ARTIFICIAL INTELLIGENCE IN EFL CLASSROOMS: A SYSTEMATIC REVIEW OF RESPONSIBLE USE
DOI:
https://doi.org/10.31851/4897an53Keywords:
Artificial Intelligence, EFL, academic integrity, RulesAbstract
The incorporation of Artificial Intelligence (AI) into educational contexts has expanded significantly, generating new opportunities for personalized instruction, real-time feedback, and enhanced learner autonomy. Nevertheless, the governance of AI use in academic settings has simultaneously provoked critical debates concerning academic integrity, assessment validity, and ethical accountability.

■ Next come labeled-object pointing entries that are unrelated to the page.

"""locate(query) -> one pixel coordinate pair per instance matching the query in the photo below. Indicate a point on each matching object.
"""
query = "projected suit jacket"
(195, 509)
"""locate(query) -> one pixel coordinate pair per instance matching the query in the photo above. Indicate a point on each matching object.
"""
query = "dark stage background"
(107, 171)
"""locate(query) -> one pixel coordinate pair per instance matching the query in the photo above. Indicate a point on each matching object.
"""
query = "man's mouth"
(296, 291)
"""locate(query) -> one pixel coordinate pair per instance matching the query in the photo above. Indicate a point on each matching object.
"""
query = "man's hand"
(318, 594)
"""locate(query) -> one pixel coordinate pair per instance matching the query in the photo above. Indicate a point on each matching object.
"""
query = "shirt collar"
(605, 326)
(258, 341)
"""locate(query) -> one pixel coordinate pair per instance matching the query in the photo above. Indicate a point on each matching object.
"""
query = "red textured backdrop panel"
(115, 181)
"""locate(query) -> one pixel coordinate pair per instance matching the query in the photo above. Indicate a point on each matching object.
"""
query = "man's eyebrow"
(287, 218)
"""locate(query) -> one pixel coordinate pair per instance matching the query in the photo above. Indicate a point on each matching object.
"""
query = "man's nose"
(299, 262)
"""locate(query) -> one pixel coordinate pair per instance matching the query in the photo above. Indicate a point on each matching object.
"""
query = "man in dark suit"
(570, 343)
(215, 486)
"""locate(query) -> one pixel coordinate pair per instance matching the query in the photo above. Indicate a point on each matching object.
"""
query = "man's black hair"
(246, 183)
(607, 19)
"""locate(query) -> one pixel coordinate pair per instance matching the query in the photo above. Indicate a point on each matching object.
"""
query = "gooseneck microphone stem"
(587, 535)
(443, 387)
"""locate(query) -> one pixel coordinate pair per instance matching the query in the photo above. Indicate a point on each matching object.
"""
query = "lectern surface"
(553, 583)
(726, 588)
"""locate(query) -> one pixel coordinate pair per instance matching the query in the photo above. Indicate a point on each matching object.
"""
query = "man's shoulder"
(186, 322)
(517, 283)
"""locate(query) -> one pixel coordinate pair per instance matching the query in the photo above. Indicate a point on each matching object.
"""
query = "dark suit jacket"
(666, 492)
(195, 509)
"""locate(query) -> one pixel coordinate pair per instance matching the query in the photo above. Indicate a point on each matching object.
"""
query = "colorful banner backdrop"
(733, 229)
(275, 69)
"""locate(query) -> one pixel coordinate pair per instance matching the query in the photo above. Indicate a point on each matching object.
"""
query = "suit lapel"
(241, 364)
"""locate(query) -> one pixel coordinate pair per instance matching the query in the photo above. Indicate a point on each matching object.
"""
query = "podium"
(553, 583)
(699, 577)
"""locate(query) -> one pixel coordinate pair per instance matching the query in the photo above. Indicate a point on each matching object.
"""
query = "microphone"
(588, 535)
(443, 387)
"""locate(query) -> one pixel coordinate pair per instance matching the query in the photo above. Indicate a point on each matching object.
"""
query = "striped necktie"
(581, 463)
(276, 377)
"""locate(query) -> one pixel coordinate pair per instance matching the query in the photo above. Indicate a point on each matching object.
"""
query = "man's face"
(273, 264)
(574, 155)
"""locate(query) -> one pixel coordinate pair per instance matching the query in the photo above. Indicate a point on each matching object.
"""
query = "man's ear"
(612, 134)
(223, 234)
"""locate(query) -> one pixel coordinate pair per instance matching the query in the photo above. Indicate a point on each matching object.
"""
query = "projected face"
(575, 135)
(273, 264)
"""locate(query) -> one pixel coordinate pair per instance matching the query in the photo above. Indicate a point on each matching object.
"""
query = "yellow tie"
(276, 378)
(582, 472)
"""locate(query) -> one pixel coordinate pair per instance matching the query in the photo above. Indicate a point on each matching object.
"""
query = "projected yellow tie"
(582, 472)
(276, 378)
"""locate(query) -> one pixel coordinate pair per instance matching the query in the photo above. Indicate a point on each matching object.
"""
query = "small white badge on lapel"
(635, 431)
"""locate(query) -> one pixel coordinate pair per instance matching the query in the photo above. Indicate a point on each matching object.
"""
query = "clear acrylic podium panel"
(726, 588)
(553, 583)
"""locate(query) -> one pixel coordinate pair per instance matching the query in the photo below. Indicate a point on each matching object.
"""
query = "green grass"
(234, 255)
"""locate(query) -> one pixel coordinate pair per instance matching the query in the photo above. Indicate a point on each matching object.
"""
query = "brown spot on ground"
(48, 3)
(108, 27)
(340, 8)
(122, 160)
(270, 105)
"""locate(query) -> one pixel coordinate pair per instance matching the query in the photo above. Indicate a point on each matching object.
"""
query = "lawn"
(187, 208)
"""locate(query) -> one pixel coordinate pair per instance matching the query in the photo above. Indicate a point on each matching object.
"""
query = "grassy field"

Although prior scholarship has explored individual AI applications or addressed ethical considerations at a theoretical level, comprehensive pedagogical guidelines for practical classroom implementation remain insufficiently articulated. This study conducts a systematic literature review of empirical studies and policy documents published between 2019 and 2025, adhering to PRISMA protocols, to consolidate evidence regarding both the pedagogical benefits and institutional challenges of AI integration in EFL education. Employing thematic analysis, the review delineates recurring instructional affordances, structural risks, and contextual mediators influencing AI effectiveness. Building upon this synthesis, the study advances an original rule-based conceptual framework that translates human-centered AI principles into explicit pedagogical directives articulated as concrete do’s and don’ts for EFL classroom practice. The findings indicate that AI contributes meaningfully to EFL learning outcomes only when strategically embedded within robust pedagogical design, transparent assessment frameworks, and sustained teacher facilitation. By converting ethical and theoretical discourse into operational classroom guidance, this research provides a practice-oriented contribution for educators, curriculum developers, and policymakers pursuing responsible and sustainable AI integration in EFL environments.